The last room closes the exhibition on a different note, with two almost aerial works consisting of curved arrows made of beech wood and decorated with feathers. Infinite I (Arrows) is alive with the famous mathematical sign in a powerful ode to perennial movement and the number 8, a symbol of balance and perpetual rebirth. Target I (Arrows) is a very different piece, immediately capturing the visitor’s attention with a set of five concentric arrows that form a black and white target.




Born in 1985 in Paris, Prune Nourry lives and works in New York. She is interested in the fields of science and anthropology, particularly bioethical questions relating to gender selection and the artificial evolution of humankind. She explores these issues with an artistic approach that combines sculpture, installations, performances and video. Over the last few years, the artist has gained recognition for her long-term projects, such as the Terracotta Daughters army, inspired by the Xi’an terracotta warriors. The piece travelled the world between 2013 and 2015, from Paris to China and taking in Zurich, New York and Mexico City.

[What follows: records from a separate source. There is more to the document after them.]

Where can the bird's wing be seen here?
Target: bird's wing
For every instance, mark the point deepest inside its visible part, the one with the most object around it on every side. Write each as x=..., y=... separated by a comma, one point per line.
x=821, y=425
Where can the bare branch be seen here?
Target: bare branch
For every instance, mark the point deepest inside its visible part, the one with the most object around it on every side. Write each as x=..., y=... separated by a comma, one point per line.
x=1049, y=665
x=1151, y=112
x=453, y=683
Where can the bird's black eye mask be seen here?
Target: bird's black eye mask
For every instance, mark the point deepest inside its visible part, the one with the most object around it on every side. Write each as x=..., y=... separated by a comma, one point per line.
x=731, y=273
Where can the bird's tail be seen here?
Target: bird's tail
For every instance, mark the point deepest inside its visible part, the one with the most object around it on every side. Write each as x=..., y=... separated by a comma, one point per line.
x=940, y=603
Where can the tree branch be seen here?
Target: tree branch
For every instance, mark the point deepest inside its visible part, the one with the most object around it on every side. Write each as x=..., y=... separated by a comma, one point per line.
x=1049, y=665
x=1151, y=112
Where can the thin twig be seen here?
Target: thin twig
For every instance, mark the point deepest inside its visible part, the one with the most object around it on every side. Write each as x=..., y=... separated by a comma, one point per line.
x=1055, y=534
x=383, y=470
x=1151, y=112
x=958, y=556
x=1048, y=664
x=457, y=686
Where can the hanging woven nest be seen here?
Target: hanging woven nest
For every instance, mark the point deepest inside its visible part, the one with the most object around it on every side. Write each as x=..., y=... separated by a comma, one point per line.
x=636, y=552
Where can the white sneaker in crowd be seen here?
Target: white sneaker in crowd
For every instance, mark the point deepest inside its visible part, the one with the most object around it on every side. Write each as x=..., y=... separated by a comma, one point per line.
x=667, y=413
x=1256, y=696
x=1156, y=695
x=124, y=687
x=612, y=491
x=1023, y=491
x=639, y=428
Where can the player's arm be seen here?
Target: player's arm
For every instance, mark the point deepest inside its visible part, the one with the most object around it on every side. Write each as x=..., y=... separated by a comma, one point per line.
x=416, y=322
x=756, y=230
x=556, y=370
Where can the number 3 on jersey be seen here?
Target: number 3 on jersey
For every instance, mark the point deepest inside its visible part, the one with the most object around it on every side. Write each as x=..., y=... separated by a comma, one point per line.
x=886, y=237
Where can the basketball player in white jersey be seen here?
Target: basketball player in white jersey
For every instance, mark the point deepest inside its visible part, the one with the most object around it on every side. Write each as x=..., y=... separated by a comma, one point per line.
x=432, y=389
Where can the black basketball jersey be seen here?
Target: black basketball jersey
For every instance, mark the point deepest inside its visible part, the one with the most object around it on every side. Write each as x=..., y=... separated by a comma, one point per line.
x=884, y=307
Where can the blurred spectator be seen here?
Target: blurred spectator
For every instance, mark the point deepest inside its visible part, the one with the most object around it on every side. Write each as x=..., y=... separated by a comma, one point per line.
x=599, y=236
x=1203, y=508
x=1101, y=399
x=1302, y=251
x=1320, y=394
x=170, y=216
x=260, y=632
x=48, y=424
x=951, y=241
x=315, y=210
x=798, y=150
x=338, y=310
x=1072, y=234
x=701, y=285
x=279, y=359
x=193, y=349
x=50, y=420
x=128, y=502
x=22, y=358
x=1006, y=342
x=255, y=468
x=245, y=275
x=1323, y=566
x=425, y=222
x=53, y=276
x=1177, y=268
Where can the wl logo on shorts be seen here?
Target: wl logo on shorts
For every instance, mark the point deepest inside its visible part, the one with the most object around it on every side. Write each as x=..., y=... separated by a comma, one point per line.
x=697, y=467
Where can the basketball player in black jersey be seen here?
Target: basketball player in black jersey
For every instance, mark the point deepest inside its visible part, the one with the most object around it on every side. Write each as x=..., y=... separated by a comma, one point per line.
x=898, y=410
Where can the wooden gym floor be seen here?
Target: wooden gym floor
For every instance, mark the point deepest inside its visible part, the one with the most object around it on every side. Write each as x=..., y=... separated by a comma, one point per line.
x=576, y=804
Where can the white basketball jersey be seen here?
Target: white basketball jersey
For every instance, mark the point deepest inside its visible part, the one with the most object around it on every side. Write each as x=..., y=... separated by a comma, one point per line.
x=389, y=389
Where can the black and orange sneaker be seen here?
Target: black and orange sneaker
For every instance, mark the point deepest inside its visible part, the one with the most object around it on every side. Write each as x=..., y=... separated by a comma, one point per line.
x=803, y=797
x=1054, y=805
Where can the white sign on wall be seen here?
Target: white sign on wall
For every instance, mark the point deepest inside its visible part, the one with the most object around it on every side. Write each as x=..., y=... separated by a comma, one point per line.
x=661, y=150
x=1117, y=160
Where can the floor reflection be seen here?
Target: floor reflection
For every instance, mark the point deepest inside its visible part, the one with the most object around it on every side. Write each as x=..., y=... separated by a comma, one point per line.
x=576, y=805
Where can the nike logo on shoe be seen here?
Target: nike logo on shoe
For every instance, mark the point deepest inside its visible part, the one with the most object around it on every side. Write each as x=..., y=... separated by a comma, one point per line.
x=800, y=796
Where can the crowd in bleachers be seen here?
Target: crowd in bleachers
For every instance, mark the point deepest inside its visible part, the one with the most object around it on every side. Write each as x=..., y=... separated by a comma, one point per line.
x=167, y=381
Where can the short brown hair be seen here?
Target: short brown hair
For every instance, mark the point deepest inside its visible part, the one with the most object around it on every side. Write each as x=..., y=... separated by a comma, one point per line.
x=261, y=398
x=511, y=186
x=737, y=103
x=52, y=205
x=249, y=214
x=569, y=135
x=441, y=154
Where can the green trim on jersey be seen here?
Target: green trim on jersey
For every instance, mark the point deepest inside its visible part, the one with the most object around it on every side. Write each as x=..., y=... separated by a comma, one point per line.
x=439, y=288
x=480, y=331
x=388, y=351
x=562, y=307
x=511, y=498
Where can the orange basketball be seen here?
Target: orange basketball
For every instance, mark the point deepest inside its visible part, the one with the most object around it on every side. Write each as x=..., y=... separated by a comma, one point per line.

The gallery was founded in 1966 by Daniel Templon, who was then only 21. It first opened rue Bonaparte, in Saint-Germain-des-Prés in Paris, before moving in 1972 to its current location, rue Beaubourg, in the Marais, close to the Pompidou Center, which opened in 1977. Daniel Templon first gained recognition by exhibiting conceptual and minimal artists such as Martin Barré, Christian Boltanski, Donald Judd, Joseph Kosuth, Richard Serra. In the seventies and eighties, Daniel Templon was one of the pioneers of the contemporary art and introduced many important American artists to the French public: Dan Flavin, Ellsworth Kelly, Willem de Kooning, Frank Stella, Andy Warhol. The gallery quickly became one of the references in contemporary art in France. In 1972, Daniel Templon and Catherine Millet co-founded the monthly art magazine ART PRESS.